Taxes are owed at every local level, the properties are worth next to nothing, and the owners often are long gone. These properties are regularly purchased by out-of-town investors who have no vested interest in the community, so these structures just sit there, often collapsing on themselves.

The Westmoreland Land Bank offers hope to change that cycle. The strategy rethinks the value and potential of vacant and abandoned properties — approaching them as assets rather than a disposable commodity — with the goal of combating blight and returning investment to our neighborhoods.

Control of these blighted sites is the key, and it's called a “bank” for a reason — to build assets and prepare for when they are needed. The Land Bank will work with local municipalities, private developers and economic development agencies to make these areas attractive again.

The possibilities are seemingly endless. These properties can ultimately be used as side yards, for new housing or for public uses, like parks, community facilities or stormwater control. Properly clustered properties hold great potential for new commercial development.

Our Land Bank will not have the power of eminent domain, so it cannot simply take property. Also, the Land Bank cannot extinguish local taxes or municipal liens without the approval of the local taxing authorities.

Properties held by the Land Bank will be exempt from all property taxes until they are sold, but in order to have this tax exemption the local municipality and school district must approve of it. Once sold from the Land Bank, the properties will return to the tax rolls. Proceeds from the sales will fund the acquisition of other blighted properties.

It is very important to note that right now no taxes are being paid on the properties targeted by the Land Bank, so this will have no impact on municipal or school budgets. Also, the goal of the Land Bank is not to simply acquire every property. For this concept to work there must be purposeful planning. The acquisitions will be targeted consistent with a community redevelopment plan.
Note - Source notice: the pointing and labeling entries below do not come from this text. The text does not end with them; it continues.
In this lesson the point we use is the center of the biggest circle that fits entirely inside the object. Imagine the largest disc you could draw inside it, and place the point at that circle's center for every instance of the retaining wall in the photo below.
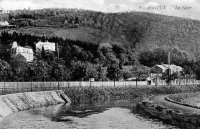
(22, 101)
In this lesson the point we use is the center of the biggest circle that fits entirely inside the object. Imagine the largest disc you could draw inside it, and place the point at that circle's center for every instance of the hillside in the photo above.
(138, 30)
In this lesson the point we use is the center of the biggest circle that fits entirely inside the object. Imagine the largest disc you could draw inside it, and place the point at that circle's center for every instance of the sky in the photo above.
(181, 8)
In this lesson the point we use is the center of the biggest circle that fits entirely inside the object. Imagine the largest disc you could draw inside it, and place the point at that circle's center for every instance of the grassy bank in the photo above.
(84, 95)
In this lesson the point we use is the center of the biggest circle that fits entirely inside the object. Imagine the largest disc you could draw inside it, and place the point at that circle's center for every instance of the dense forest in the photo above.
(78, 60)
(104, 46)
(135, 30)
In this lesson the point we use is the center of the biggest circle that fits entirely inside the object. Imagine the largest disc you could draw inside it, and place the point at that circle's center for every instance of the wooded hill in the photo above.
(90, 41)
(133, 29)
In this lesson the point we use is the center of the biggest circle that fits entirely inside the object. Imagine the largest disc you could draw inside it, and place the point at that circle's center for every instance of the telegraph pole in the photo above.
(169, 61)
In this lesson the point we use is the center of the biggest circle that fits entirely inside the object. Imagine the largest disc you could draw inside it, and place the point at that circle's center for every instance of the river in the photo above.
(115, 115)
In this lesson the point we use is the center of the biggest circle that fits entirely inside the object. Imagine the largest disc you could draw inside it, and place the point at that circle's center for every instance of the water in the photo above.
(115, 115)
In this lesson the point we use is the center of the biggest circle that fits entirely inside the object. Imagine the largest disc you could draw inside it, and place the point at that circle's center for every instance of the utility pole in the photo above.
(169, 61)
(58, 51)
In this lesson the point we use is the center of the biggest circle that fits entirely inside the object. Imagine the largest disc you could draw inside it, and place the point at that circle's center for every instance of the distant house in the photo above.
(4, 23)
(46, 45)
(160, 69)
(27, 52)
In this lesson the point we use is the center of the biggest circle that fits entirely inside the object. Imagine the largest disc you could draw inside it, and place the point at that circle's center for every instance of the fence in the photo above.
(17, 87)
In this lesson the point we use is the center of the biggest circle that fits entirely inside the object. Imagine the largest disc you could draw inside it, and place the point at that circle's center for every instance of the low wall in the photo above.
(22, 101)
(171, 116)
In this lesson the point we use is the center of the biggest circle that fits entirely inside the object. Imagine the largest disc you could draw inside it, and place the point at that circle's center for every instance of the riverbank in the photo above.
(22, 101)
(84, 95)
(172, 113)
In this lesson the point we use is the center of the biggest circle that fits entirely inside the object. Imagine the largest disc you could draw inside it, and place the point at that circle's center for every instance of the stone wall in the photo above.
(22, 101)
(171, 116)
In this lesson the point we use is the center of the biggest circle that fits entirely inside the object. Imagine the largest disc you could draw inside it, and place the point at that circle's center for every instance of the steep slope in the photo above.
(137, 30)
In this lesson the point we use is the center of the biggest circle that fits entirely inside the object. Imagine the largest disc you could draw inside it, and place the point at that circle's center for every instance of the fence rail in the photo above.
(18, 87)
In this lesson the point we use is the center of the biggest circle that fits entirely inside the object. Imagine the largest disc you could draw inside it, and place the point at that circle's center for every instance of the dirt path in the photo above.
(161, 100)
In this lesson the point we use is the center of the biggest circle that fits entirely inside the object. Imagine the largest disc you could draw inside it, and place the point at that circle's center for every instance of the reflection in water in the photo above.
(115, 115)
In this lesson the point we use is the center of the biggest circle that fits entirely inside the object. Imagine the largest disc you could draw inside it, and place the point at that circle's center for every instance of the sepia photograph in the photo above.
(99, 64)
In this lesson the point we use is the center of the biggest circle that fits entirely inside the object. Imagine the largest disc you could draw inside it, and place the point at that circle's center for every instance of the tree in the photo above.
(78, 71)
(19, 67)
(59, 72)
(91, 71)
(114, 72)
(5, 71)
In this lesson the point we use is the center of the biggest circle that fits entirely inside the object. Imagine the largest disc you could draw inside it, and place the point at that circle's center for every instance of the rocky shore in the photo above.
(186, 120)
(22, 101)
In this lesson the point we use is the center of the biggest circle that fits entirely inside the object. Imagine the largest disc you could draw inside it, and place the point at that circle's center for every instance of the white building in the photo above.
(27, 52)
(46, 45)
(158, 70)
(4, 23)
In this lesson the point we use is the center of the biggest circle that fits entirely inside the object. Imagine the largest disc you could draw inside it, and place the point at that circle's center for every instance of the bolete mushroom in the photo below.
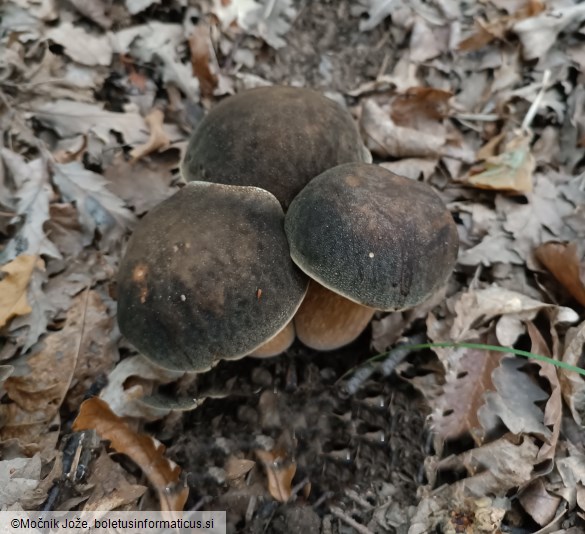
(377, 239)
(207, 275)
(277, 138)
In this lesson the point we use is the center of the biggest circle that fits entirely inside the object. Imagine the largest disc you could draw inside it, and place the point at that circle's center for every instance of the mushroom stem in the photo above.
(276, 345)
(327, 321)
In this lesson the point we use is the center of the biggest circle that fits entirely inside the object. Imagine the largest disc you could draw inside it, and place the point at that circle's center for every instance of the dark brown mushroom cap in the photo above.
(376, 238)
(207, 275)
(277, 138)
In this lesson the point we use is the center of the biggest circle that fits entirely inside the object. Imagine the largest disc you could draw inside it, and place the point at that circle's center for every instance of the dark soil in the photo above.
(370, 444)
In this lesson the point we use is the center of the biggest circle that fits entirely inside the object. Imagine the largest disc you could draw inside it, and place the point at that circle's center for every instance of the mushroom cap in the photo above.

We are now finalizing a county ordinance that will create the Land Bank and set forth its governance. The goals are long term. The Land Bank is not designed to “flip” properties like one of those reality TV shows. Certain properties in certain areas may take longer than others, and, of course, success will be predicated in some way on market conditions, available financing and the overall economic climate.

So the next time you drive past that building in your area that has been crumbling for years — whether it's an abandoned hospital on Route 30, the former neighborhood grocery, or the home in which your childhood friend once lived — imagine the potential. Our Land Bank holds the key to unlocking those possibilities.